UrbanSurvivalSkills.com received this comment which promoted us to talk Intelligence Preparation of the Battlefield as a Urban Survival Skill,..."Urban Man, back in the day, we did "dry runs", stealthy recons, etc. Our AO was in Eastern Europe, South and Central America's cities, and our recon was done via, foot, as tourists, bus, auto and scooter/motorcycle....Taking that experience, I have applied it to my neighborhood, and surrounding area...I drive around, various times of the day/evening, and at night sometimes, with a digital recorder to make comments (so no incriminating paper) and get a feel for the area..I look for choke points, ambush points (mine & theirs), and resources (such as stores, buildings, unsecured 1000 gal gas tanks, etc). I get the vibe, map mileage and the like...Since I live in an Urban setting, I need to do this in addition to my normal neighborhood patrols/recons (dog walks)..No one is the wiser and I have lots of data to draw from...just a thought...PSYOP Soldier"
UrbanMan replies: PSYOP Soldier. Good points and appreciate your input.
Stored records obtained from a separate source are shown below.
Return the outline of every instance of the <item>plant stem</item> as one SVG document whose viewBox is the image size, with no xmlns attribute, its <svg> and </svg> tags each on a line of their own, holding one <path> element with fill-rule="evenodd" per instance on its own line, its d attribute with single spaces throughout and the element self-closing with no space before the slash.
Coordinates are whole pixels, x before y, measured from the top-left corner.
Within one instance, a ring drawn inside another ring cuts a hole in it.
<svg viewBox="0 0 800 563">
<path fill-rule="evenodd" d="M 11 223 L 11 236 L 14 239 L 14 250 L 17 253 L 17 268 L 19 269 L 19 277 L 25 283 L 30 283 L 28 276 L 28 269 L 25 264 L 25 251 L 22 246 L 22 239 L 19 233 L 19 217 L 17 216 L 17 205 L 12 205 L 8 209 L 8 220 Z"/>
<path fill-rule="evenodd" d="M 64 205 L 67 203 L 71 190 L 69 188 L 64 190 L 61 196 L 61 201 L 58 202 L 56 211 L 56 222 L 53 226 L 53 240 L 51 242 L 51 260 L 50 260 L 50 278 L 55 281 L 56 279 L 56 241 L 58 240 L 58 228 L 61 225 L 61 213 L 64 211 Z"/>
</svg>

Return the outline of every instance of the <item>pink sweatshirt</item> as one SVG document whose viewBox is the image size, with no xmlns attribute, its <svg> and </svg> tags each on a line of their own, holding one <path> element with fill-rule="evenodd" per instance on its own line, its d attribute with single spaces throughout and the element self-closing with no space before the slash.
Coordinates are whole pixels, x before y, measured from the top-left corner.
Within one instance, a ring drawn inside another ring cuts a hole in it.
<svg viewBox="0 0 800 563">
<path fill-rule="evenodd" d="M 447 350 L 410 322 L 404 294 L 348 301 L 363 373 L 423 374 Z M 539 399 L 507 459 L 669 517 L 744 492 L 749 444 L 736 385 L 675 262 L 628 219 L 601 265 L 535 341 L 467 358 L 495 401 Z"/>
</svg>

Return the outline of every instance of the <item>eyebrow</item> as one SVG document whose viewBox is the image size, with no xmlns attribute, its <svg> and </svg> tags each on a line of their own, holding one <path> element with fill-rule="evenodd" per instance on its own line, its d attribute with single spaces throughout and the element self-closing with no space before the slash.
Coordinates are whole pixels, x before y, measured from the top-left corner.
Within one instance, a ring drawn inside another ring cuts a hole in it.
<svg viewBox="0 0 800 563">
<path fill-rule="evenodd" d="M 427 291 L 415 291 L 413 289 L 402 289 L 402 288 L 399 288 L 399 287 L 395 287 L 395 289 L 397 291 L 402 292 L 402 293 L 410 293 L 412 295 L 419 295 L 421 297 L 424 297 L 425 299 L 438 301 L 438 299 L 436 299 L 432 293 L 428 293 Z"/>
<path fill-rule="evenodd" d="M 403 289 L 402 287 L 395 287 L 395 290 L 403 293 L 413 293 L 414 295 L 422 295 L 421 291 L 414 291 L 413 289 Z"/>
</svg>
Visual Reconnaissance, without drawing attention to yourself, is the best way to familarize oneself with the terrain, rural or urban, and to Prep the Battlefield (IPB - a term I'm sure you'll understand) with information, that is once analyzed and exploited for your use, becomes useful intelligence.
Intelligence Preparation of the Battlefied is a term used in the military that defines the methodology employed to reduce uncertainties concerning the enemy, environment, and terrain for all types of operations. It is a continuous process that is used throughout all planned and executed operations.
IPB would be highly applicable in a collapse. In fact, in the American Apocalyse book series, the main characters assign one of the Survival Group members to be the Intelligence Officer (military acronym is S-2). You greatly incease th chances of failure when planning in an intelligence vaccuum.
Too many Intelligence operations focus on tht enemy (the threat) and will often not develop their information on the environment. The environment includes terrain, people-demographics and specifically for a societal-economic collapse this would mean locations of all commodities or equipment that you may be able to secure. These could include fuel sources, heavy equipment, material such as landscaping timbers (for hardening of defensive positions like stacking them inside your house), this list could be endless.
For Urban IPB, knowing who lived where; what they do for a living or what skills they have, and what resources and assets they may have is a must.
A good start would be to develop a list of things you want to know (a collection plan) based on the factors of terrain which are Observation and Fields of Fire; Key Terrain; Obstacles; Avenues of Approach; and, Cover and Concealment. How are they important? What do they mean to you? What would they mean to the enemy (threat)?
Having maps and imagery greatly enhances your planning and situational awareness. Keeping a set of these hard copy in case your computer and printer kick the bucket are a must. Using butcher block paper, or large cardboard from Office Depot is another good idea...and even laminating these maps and charts so you can write on them using a dry marker or a grease pencil will help greatly.
I use several programs to develop my situational maps of my urban location. Google Maps is a great program most people are familiar with. You can develop imagery and road maps from Google. Google Earth Pro is an enhanced program that is worth the cost to me, but I don't think it is absolutely necessary. Another free program is www.bing.com/maps/
With Nat Geo Topo you can product 1:500,000 scale to 1:250,000 scale US Geological Service (USGS) maps for general planning.
However, what will be most useful to the Urban Survival Planner would be the 1:100,000 scale and 1:24,000 scale USGS maps that you can toggle to at the click of your mouse. These 1:24,000 scale maps are also called 7.5' Quadrangles by the USGS. Go here to check out National Geographic Maps:
I have several maps and imagery products printed on large format, 36 inch by 36 inch paper, for my Urban Area. I laminated these and can write on these with a Sharpie for permanent annotations or with a grease pencil (China Marker) for temporary information. Basically keeping a Situation Map of my area.